5 Ways a US-China Investment Treaty Would Help China

5 Ways a US-China Investment Treaty Would Help China_1
A US-China BIT would bring greater competition to Chinese factories

A US-China BIT would bring greater competition to Chinese factories

In a roundtable co-hosted by the Paulson Institute at the annual US-China Joint Commission on Commerce and Trade meeting on December 17 in Chicago, the one thing that both US and Chinese business leaders consistently called for was a level playing field. What’s the smartest way to achieve that goal? A Bilateral Investment Treaty.
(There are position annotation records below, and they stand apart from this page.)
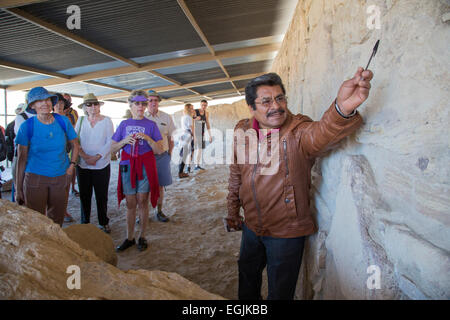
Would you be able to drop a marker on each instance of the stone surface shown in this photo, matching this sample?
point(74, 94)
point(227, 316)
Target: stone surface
point(35, 255)
point(382, 197)
point(90, 237)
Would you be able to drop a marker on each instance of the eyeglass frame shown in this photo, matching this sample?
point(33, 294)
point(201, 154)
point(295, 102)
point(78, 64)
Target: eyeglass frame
point(92, 104)
point(270, 102)
point(143, 103)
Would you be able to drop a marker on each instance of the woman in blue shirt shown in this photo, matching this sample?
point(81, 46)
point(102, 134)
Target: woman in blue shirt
point(44, 171)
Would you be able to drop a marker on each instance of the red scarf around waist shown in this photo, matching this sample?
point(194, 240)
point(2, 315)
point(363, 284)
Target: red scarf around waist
point(148, 161)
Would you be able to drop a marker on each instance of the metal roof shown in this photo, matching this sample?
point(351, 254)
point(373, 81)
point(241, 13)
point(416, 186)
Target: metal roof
point(190, 49)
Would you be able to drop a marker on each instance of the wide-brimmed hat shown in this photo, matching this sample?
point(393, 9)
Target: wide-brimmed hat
point(20, 108)
point(153, 93)
point(89, 98)
point(39, 93)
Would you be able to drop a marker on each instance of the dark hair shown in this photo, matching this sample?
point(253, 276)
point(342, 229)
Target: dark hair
point(268, 79)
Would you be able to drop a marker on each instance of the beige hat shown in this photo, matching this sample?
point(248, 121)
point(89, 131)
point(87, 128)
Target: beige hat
point(90, 97)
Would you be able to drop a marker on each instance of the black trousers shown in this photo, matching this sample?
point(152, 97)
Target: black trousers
point(97, 180)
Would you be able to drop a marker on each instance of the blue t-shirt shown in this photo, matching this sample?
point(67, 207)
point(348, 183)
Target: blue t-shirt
point(132, 126)
point(47, 151)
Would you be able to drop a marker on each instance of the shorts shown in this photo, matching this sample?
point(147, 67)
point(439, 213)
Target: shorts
point(163, 168)
point(142, 186)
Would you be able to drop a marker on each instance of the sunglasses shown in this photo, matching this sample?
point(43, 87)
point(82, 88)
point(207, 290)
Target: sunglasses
point(142, 103)
point(91, 104)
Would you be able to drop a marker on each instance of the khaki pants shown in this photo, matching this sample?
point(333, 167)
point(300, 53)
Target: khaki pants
point(47, 195)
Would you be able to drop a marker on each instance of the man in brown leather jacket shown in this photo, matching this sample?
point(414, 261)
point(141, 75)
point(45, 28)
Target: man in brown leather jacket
point(271, 176)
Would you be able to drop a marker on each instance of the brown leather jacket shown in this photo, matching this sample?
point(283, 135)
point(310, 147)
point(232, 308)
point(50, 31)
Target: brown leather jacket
point(275, 195)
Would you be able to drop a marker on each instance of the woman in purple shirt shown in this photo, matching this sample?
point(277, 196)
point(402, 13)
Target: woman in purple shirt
point(139, 138)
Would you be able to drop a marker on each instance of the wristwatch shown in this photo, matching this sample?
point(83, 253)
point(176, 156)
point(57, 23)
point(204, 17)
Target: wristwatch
point(340, 112)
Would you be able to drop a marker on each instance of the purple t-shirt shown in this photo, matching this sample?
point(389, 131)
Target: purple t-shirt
point(131, 126)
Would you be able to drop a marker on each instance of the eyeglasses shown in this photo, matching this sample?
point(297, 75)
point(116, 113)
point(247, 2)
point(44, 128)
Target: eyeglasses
point(267, 102)
point(142, 103)
point(91, 104)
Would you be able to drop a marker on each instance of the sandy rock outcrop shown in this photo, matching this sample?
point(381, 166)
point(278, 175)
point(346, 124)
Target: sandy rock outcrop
point(382, 199)
point(90, 237)
point(39, 261)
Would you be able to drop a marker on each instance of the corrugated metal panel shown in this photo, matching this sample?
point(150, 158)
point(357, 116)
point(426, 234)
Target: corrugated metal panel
point(248, 68)
point(131, 28)
point(175, 93)
point(193, 76)
point(230, 20)
point(80, 89)
point(241, 83)
point(27, 44)
point(248, 43)
point(213, 87)
point(189, 67)
point(8, 74)
point(138, 80)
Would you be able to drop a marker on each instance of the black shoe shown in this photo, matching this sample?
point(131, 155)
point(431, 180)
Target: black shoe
point(126, 244)
point(162, 217)
point(105, 228)
point(142, 244)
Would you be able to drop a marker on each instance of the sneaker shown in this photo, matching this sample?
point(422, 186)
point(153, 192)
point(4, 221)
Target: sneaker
point(126, 244)
point(106, 228)
point(162, 217)
point(68, 218)
point(142, 244)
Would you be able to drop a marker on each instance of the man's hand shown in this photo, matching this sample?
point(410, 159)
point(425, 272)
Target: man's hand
point(355, 91)
point(234, 223)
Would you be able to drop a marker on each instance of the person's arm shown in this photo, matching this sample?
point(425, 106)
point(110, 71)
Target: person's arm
point(234, 220)
point(157, 146)
point(172, 129)
point(208, 126)
point(341, 118)
point(22, 156)
point(105, 150)
point(73, 159)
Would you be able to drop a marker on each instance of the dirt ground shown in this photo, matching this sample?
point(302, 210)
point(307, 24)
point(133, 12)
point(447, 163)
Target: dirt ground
point(193, 243)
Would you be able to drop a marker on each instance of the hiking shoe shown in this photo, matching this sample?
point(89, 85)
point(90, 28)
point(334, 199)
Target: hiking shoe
point(106, 228)
point(142, 244)
point(126, 244)
point(162, 217)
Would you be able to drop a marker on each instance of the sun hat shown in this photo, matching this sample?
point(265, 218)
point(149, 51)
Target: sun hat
point(153, 93)
point(20, 108)
point(89, 98)
point(61, 98)
point(39, 93)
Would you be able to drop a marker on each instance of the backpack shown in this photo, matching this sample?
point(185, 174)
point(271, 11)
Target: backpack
point(2, 146)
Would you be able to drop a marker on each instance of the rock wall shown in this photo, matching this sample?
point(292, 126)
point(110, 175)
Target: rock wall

Here, according to “BIT by BIT,” a Paulson Institute paper, are five reasons a BIT would be good for China:

  1. Just as China’s World Trade Organization market-access commitments helped accelerate reforms in China, a BIT could serve President Xi Jinping’s reform agenda: by helping reduce domestic economic distortions, increasing market transparency and promoting competition.
  2. A BIT would help China rebalance its economy away from state investment in fixed assets to greater reliance on consumption—another key reform goal.
  3. By exposing more Chinese firms to American companies and their managerial expertise, a BIT would help China move up the value chain into innovative industries with higher wages.
  4. A BIT would help reorient the Chinese economy toward the private sector by increasing the pool of capital available to private companies.
  5. A BIT would mitigate uncertainty created by the shifting political winds on attitudes toward Chinese investment in the United States.